Re: upstream changing from GPL-2+ to GPL-3+ without copyright holders permission
* Ian Jackson:
>> In general, I agree. But there might be cases that are less
>> clear-cut. For example, if the upgrade from GPLv2+ to GPLv3+ is used
>> to gain permission to combine the work with an AGPL work, especially
>> if this is done in an "open core" context.
> Florian, are you still answering the legal question ? Because I don't
> see how these kind of considerations (eg, the reaason for the licence
> upgrader's choice, or the business model of the original authors)
I meant that someone might tru to turn the GPLv3 deriviate into some
“open core”-like thing.
> could make much of a legal difference. So I think if you intended to
> answer the legal question then I completely disagree with you.

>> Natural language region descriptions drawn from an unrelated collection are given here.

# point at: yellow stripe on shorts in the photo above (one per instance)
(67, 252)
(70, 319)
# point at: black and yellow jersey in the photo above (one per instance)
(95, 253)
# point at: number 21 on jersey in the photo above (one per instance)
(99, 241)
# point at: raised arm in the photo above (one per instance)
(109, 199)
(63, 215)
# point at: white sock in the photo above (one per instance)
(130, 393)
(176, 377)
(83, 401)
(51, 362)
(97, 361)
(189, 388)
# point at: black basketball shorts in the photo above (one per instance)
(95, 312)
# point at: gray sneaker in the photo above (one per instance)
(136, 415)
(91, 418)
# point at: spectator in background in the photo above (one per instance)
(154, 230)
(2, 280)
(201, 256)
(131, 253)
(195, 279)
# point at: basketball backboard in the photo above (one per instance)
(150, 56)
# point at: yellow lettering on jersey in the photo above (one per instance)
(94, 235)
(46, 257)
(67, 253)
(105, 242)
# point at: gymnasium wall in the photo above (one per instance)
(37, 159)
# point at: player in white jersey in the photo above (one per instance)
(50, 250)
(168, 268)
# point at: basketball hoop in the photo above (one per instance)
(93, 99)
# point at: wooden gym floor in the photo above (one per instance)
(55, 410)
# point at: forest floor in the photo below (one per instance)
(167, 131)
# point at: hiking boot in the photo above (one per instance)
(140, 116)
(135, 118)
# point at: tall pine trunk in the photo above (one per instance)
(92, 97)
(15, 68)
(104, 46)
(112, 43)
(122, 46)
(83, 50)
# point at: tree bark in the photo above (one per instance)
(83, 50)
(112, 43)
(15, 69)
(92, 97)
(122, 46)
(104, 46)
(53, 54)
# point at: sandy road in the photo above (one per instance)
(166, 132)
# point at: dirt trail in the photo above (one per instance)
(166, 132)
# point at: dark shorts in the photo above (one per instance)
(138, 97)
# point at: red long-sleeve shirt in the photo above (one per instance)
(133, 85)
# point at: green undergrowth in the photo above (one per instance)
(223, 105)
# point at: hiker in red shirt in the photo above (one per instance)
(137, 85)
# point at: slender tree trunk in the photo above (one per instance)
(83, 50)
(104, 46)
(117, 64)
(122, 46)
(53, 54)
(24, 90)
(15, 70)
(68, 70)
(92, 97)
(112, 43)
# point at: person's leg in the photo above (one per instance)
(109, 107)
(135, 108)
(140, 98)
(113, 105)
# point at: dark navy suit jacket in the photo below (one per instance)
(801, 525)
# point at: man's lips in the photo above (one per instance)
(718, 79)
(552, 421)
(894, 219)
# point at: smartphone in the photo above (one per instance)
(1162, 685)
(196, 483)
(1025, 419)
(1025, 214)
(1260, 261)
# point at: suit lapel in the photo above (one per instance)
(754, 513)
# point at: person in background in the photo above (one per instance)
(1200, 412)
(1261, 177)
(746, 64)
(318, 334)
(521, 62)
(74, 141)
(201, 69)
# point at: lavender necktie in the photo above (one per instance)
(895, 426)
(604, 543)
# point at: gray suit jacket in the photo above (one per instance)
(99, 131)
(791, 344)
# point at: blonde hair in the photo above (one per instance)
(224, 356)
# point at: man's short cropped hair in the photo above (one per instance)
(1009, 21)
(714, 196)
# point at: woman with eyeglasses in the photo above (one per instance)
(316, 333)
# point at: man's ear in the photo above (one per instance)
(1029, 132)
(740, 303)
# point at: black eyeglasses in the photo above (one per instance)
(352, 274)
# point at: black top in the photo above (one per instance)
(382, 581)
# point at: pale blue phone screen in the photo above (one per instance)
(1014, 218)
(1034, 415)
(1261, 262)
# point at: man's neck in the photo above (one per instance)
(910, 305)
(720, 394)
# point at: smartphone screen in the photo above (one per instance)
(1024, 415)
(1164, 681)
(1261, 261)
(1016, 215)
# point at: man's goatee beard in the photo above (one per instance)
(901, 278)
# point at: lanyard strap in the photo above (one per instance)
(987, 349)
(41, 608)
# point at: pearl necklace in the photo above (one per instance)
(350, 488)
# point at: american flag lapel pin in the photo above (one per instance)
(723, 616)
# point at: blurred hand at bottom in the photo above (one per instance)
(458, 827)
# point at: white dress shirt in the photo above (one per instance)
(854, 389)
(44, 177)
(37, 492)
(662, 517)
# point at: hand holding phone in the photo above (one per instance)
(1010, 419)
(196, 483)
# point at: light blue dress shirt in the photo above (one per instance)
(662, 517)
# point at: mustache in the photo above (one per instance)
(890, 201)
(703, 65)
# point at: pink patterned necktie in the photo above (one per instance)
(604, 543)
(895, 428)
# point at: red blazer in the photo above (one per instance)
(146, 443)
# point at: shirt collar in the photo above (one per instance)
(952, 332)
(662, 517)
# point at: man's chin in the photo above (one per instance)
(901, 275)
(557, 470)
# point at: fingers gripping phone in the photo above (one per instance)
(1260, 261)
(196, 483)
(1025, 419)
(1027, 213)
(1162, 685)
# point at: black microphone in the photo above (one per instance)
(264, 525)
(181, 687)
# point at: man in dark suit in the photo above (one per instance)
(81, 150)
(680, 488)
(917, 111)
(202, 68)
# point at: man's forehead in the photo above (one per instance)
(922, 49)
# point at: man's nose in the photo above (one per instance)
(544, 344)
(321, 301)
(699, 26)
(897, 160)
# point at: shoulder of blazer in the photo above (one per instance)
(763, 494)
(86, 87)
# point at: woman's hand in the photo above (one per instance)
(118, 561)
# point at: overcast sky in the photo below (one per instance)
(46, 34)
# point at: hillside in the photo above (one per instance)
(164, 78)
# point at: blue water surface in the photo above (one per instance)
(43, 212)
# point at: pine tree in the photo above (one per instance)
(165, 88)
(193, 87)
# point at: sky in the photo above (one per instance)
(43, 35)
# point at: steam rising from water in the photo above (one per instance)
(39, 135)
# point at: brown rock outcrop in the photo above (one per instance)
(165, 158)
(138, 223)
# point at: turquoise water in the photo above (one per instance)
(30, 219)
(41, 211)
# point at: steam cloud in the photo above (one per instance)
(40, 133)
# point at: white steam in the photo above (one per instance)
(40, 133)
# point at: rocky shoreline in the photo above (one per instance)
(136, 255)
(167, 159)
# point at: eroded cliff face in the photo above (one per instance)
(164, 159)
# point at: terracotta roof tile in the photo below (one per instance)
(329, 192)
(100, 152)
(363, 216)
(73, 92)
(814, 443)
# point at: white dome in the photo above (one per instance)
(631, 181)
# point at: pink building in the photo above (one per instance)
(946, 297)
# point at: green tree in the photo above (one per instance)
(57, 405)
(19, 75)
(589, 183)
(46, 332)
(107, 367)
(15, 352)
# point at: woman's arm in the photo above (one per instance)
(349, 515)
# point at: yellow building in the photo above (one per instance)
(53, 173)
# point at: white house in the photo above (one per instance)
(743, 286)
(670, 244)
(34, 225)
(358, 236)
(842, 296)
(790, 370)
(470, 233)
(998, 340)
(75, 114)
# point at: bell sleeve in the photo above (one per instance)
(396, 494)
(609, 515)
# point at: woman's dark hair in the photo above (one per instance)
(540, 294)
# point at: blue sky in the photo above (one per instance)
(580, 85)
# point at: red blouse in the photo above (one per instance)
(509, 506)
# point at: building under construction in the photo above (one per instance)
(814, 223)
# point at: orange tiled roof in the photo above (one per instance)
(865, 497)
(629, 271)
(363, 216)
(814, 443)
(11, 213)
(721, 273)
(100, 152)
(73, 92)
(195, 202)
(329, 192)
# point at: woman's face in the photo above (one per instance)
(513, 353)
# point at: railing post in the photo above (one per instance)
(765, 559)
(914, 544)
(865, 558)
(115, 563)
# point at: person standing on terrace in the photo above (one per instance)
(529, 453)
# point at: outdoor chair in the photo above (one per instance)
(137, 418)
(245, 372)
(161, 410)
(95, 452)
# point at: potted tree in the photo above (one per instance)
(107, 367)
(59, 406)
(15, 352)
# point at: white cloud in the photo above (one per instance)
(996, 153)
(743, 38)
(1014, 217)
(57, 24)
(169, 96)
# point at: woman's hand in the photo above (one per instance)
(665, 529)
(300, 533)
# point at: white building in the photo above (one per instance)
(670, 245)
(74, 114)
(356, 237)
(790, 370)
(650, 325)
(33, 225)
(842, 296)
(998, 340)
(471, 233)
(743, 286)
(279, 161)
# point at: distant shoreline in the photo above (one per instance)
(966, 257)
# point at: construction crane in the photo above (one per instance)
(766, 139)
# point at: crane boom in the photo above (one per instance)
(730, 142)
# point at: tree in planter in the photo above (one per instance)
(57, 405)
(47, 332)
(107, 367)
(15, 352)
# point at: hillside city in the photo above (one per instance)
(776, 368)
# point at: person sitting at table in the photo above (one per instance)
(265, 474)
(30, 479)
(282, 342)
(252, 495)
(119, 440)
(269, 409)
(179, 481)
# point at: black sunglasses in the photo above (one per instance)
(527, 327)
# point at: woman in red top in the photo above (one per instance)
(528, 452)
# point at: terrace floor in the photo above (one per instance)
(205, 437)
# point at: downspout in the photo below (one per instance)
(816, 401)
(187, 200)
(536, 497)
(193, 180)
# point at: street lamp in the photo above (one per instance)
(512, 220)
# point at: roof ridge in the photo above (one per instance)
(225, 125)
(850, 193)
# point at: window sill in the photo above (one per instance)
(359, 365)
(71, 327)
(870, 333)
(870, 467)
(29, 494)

My point is that authors may have chosen GPLv2+ licensing explictly
because of its strong copyleft, and the project documentation reflects
that. Arguably, the FSF has weakened copyleft protection in some
areas with the GPLv3, and it is absolutely not clear what the
resulting license conditions are if the author said both “GPLv2+” and
“strong copyleft” before the publication of the GPLv3.
> I think taking proprietarised GPL service code, and making significant
> enhancements under an AGPLv3+ licence, is a Good Thing. Even if it
> upsets the original authors or the proprietary service operators.
You can also do the reverse: take free GPLv2+ code, make the
conglomerate effectively AGPLv3+, without a built-in source
redistribution facility, and then sell AGPLv3+ exemptions for
organizations who cannot comply with the AGPLv3+ requirements due to
the lack of built-in source code redistribution capabilities and a
requirement to configure the program through source code changes.